Just, then, however, another difficulty loomed up in the fact that the owner of the ground decided to put in the market, and he (the President) was again prevailed on to step in to their assistance, and, after some preliminaries, he agreed to buy the field, which, with law costs, etc., accounted £6,000.
Two thousand of this amount was paid by him, and the remaining portion left as a mortgage or loan, upon which three per cent, interest was paid.
Thus it would be seen that he had to pay £120 per annum for this concession, whilst the club only paid him £100 a year, and not £200 as stated, whilst he received nothing for his £2,000, which at the lowest computation ought to be bringing him in £60 a year.
He mentioned this fact because some of the members appeared to think that he was receiving a fair remuneration for the field, and that consequently there was no necessity for his having a nominee on the committee. But he thought that all fair-minded men would agree that under the circumstances it was not too much to ask, seeing that owing to his having so many important duties to fulfil he could not attend himself.
The £370 paid for erecting stands Etc., was paid out of his money, as the club had no funds, and consequently he wished to be informed of what was going on, and Mr. Ramsey was the only one who could do it, otherwise what security had he for such expenditure if things were mismanaged?
However, he did not wish to cripple the club in any way; far from it, and he thought he had shown that he took as great an interest in the club as any of them.
He was quite willing to allow things to go on as before, with the exception that he must certainly ask for at least 2 and half per cent, on his money, and if the club could afford any more at the end of the season he would expect that amount to be increased by 1 or 1 and half per cent. But not otherwise.

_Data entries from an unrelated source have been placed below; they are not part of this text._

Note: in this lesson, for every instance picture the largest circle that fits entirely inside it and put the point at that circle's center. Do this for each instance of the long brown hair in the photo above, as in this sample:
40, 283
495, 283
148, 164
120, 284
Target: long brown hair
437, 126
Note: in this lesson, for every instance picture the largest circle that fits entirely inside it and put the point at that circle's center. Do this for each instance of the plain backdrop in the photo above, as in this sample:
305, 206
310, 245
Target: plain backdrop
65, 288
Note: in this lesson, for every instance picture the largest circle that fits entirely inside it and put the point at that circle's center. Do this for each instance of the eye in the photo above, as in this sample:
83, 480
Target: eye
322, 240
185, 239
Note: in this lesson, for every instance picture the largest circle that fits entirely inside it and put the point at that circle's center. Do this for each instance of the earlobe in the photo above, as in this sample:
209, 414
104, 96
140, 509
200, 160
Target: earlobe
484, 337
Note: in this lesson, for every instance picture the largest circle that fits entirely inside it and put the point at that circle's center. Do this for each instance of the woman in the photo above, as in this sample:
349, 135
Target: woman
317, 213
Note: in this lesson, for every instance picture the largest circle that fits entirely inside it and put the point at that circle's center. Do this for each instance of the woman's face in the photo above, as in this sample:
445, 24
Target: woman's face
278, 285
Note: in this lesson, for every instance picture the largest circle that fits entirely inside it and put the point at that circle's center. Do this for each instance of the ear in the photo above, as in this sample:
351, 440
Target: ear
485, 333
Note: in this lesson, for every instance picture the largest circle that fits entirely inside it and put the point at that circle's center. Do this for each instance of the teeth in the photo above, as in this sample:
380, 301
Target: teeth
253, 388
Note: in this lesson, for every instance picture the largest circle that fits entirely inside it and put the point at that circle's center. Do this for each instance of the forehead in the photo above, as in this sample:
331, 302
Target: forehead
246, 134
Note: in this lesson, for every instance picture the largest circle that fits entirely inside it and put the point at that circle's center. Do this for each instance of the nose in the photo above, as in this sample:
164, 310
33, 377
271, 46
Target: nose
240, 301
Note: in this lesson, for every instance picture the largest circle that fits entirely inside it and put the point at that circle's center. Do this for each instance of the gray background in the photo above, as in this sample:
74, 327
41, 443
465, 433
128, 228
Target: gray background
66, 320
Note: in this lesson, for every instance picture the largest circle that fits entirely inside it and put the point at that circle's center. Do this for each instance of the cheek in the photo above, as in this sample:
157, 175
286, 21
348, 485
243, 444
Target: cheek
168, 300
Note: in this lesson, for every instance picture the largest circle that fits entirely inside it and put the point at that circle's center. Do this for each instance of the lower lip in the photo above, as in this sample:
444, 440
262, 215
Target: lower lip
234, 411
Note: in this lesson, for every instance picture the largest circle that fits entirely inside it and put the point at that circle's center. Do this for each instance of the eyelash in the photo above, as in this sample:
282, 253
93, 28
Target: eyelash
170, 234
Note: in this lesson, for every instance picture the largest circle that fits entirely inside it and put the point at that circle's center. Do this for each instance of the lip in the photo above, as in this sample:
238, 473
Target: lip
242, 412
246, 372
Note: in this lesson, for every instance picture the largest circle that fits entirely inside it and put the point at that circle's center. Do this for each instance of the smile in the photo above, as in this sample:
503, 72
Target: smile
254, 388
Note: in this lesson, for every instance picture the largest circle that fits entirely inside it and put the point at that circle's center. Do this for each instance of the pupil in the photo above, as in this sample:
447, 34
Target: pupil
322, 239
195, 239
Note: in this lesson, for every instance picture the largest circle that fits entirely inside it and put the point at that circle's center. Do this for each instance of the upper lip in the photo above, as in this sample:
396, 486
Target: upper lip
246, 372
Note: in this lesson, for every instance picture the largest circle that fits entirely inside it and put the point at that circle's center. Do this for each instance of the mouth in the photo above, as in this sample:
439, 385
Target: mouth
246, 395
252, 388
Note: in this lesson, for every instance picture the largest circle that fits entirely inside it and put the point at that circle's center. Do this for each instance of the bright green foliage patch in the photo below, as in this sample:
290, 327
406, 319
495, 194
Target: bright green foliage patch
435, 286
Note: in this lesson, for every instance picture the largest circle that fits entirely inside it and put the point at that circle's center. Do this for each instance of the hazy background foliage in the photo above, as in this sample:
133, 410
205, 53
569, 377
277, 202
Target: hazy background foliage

This explanation was well received, and the increase asked for promptly voted.
The rules were then brought up for consideration, and at the instigation of Mr. Howarth, several changes were made, one especially as regards payments by the treasurer being of a rather important character.
At a very late hour the election of officers was proceeded with.
The president and treasurer were unanimously re-elected, and then came the event of the evening – viz., the election of secretary.
No sooner had the president sat down than up jumped men from different points of the room, but Mr. Galbraith I think it was who caught the Speaker’s eye presumed in most eulogistic terms Mr. Barclay for the position.
This was seconded by Vice President Jackson, who in fiery speech denounced Mr. Nesbit in no measured terms.
An uncomfortable pause ensued, and then the President raised his voice on behalf of Mr. Nesbit, who he considered had worked hard and well for the club, and he attributed a great deal of its late success to his efforts in securing fixtures with first class clubs.
Furthermore, he drew a comparison with their position in 1883-84, when the receipts were only £50 or £60, whereas last year they amounted to £1,456 and this to £2,111.
This appeal, powerful though it was, did not even bring up a seconded, and Mr. Barclay, amidst great cheering was announced as being elected.
Mr. R. Stockton was elected assistant secretary, but as there were no less than 13 names for eight places on the Committee this business was postponed for a week.